The goal of this project is to build a simple Naive Bayes Classifier using `nltk toolkit`, and after that: train and test it on Movie Reviews corpora from `nltk.corpus`.

Note: We will also use `pickle` to save the trained classifier, reducing the running time.

In [2]:
import nltk
import random
import pickle
import os
from nltk.corpus import movie_reviews

# Load classifier from pickle file
if os.path.isfile('naivebayes.pickle'):
    # Open existing pickle file for reading
    trained_classifier_file = open('naivebayes.pickle', 'rb')
    # Get trained classifier to work with it
    trained_classifier = pickle.load(trained_classifier_file)
    # Close the pickled file
    trained_classifier_file.close()

# Save object if not saved
else:
    
    def reviews_words_lists(movie_reviews):
        reviews_list = []
        for category in movie_reviews.categories():
            for file_id in movie_reviews.fileids(category):
                reviews_list.append((list(movie_reviews.words(file_id)), category))
        return reviews_list


    # Get words from each review in separate lists marked by category
    documents = reviews_words_lists(movie_reviews)
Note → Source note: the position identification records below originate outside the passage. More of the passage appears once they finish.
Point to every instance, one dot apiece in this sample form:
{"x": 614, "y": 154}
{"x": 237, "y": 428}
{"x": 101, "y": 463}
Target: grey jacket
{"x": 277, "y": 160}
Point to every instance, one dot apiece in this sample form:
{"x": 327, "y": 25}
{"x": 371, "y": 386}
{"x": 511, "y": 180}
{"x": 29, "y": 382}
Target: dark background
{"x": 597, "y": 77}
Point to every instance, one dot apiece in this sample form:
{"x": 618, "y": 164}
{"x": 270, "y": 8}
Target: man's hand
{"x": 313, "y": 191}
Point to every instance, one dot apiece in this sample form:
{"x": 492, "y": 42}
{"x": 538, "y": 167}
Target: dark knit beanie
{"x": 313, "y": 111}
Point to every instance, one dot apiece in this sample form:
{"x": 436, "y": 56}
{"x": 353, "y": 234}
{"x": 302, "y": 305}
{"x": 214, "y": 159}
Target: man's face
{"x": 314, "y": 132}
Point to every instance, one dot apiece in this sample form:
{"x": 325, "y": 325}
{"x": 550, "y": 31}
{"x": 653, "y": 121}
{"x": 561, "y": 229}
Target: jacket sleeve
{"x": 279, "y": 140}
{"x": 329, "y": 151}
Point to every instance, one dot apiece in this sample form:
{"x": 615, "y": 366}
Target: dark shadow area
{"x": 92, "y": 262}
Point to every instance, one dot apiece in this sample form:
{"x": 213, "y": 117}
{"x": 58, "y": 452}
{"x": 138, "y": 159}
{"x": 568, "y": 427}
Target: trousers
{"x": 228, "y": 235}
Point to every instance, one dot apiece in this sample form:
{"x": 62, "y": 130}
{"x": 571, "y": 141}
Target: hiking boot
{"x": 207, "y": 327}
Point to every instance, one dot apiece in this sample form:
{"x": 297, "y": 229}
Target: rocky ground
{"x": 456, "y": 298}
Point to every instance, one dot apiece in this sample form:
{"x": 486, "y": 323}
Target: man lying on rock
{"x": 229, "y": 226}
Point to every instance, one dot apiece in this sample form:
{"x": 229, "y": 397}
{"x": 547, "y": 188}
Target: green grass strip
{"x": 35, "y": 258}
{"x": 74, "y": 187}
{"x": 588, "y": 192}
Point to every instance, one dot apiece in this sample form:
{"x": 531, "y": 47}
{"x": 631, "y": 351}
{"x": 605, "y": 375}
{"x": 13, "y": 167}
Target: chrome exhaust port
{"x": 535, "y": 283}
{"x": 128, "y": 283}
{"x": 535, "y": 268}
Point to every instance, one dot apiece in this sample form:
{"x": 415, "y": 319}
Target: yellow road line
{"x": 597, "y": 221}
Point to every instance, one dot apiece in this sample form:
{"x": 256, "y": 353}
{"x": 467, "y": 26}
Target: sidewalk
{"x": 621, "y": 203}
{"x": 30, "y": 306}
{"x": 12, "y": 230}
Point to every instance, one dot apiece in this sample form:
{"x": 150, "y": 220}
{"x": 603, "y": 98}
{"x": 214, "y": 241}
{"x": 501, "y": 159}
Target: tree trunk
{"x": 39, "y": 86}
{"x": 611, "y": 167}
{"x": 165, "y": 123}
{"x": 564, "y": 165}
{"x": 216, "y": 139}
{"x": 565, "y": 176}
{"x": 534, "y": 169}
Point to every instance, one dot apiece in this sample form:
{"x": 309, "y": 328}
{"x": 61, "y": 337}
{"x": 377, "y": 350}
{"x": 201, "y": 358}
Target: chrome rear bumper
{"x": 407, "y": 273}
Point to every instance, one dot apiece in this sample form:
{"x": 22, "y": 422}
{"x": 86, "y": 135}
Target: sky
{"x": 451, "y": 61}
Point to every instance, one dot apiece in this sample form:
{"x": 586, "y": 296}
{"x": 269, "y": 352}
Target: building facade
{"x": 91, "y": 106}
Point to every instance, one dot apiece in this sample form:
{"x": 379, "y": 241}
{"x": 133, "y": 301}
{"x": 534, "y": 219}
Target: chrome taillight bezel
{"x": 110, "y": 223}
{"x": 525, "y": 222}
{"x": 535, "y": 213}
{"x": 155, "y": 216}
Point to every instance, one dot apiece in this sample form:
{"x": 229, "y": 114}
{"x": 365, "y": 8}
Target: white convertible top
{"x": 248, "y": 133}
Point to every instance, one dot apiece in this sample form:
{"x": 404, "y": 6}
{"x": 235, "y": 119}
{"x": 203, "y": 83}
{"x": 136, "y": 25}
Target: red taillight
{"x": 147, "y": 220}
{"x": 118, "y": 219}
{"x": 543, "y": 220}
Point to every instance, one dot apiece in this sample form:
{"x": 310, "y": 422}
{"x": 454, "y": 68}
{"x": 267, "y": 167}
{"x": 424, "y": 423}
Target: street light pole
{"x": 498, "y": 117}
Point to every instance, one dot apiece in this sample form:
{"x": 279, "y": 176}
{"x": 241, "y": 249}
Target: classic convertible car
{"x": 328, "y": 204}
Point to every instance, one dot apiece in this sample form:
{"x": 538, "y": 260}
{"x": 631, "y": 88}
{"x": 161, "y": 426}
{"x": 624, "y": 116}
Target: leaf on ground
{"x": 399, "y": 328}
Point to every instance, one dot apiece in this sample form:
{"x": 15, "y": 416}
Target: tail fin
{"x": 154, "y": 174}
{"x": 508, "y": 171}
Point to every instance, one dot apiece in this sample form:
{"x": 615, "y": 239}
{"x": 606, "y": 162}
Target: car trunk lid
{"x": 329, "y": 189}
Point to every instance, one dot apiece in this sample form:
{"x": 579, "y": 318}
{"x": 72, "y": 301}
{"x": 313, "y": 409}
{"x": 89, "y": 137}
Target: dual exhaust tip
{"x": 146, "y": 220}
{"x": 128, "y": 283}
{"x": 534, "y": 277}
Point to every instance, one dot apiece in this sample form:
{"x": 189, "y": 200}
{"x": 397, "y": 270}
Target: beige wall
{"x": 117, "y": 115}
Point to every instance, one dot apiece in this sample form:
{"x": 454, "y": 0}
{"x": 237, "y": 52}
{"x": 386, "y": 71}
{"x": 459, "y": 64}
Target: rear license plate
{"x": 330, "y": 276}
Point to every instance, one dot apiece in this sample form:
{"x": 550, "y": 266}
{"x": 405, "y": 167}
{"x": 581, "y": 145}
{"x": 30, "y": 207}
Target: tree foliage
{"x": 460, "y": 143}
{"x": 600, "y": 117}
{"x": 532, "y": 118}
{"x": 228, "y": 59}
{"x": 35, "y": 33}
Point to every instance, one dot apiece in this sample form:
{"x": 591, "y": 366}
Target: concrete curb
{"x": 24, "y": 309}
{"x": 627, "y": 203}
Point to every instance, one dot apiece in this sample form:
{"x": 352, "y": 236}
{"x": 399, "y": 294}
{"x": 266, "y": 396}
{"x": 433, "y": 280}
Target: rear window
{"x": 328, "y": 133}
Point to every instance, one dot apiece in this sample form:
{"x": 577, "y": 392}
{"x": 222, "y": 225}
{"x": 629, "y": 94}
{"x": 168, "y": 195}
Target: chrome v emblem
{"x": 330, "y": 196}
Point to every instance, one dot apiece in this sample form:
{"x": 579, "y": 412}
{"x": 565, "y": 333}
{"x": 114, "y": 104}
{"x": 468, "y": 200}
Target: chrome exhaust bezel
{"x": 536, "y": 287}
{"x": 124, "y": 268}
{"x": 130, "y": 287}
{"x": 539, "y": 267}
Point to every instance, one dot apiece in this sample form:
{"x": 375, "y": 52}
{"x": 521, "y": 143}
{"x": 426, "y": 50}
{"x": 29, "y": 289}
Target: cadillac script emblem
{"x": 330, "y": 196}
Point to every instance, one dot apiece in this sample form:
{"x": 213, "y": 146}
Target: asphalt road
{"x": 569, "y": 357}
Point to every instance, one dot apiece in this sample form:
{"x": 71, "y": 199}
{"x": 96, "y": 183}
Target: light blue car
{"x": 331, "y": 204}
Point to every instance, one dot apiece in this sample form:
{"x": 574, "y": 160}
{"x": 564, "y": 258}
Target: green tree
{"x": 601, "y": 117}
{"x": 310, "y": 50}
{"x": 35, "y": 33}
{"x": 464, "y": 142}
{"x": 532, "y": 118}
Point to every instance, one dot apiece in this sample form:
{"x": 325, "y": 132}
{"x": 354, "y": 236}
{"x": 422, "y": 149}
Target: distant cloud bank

    # Randomise review lists to mix positive and negative 
    random.shuffle(documents)


    # Get all words from all reviews & make them lower case
    all_words = [word.lower() for word in movie_reviews.words()]


    # Count number of occurances for each word and sort in desc. order
    all_words = nltk.FreqDist(all_words)


    # Take 3000 most common from all available words
    word_features = [w[0] for w in all_words.most_common(3000)]
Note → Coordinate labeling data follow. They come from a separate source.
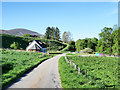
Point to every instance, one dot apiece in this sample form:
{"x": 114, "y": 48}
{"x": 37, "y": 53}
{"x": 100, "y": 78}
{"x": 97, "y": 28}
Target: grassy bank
{"x": 16, "y": 63}
{"x": 101, "y": 72}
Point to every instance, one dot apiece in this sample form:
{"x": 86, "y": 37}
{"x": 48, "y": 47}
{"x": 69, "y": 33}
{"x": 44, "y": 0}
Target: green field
{"x": 102, "y": 72}
{"x": 16, "y": 63}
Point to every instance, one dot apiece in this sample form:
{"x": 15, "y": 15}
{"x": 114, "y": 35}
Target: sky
{"x": 82, "y": 19}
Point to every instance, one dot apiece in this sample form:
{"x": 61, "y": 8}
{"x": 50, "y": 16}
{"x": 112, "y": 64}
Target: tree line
{"x": 108, "y": 42}
{"x": 52, "y": 33}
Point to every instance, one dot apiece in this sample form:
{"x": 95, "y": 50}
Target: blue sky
{"x": 82, "y": 19}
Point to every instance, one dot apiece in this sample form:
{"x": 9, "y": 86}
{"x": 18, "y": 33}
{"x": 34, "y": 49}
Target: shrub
{"x": 87, "y": 50}
{"x": 15, "y": 45}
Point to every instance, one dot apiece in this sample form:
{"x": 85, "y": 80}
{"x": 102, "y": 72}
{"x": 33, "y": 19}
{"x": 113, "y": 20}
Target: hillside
{"x": 23, "y": 42}
{"x": 19, "y": 32}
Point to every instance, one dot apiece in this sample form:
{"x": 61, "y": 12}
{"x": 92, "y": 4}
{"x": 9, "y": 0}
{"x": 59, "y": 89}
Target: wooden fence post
{"x": 75, "y": 66}
{"x": 85, "y": 72}
{"x": 70, "y": 62}
{"x": 78, "y": 70}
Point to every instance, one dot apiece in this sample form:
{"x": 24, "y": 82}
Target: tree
{"x": 26, "y": 35}
{"x": 57, "y": 34}
{"x": 66, "y": 37}
{"x": 71, "y": 46}
{"x": 48, "y": 33}
{"x": 52, "y": 33}
{"x": 106, "y": 36}
{"x": 15, "y": 45}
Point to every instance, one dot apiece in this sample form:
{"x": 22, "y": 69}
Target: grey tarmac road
{"x": 45, "y": 75}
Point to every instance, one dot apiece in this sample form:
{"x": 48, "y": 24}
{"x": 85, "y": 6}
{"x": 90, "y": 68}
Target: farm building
{"x": 37, "y": 46}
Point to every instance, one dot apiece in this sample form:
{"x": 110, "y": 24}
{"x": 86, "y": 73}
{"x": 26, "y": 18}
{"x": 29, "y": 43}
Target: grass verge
{"x": 16, "y": 63}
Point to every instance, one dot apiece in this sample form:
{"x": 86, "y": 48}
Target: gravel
{"x": 45, "y": 75}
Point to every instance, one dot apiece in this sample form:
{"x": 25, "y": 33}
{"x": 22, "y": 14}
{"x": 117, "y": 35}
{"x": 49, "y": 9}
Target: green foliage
{"x": 52, "y": 33}
{"x": 102, "y": 72}
{"x": 86, "y": 43}
{"x": 26, "y": 35}
{"x": 23, "y": 42}
{"x": 108, "y": 42}
{"x": 87, "y": 50}
{"x": 16, "y": 63}
{"x": 15, "y": 45}
{"x": 71, "y": 46}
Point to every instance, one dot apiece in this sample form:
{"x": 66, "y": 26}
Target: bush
{"x": 15, "y": 45}
{"x": 87, "y": 50}
{"x": 26, "y": 35}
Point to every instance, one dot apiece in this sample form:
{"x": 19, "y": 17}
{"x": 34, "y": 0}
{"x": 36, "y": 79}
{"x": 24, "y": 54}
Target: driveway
{"x": 45, "y": 75}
    def find_features(document, word_features):
        words = set(document)
        features = {}
        for word in word_features:
            features[word] = word in words
        return features


    # Mark whether or not each word in all reviews is also in the list of 3000 most common words
    feature_sets = [(find_features(rev, word_features), category) for (rev, category) in documents]


    # Take as training 1900 sets of words
    training_sets = feature_sets[:1900]
    # Take as training 100 sets of words
    testing_sets = feature_sets[1900:]


    # Train classifier on training sets
    trained_classifier = nltk.NaiveBayesClassifier.train(training_sets)

    # Create new file for classifier if not saved
    save_trained_classifier = open('naivebayes.pickle', 'wb')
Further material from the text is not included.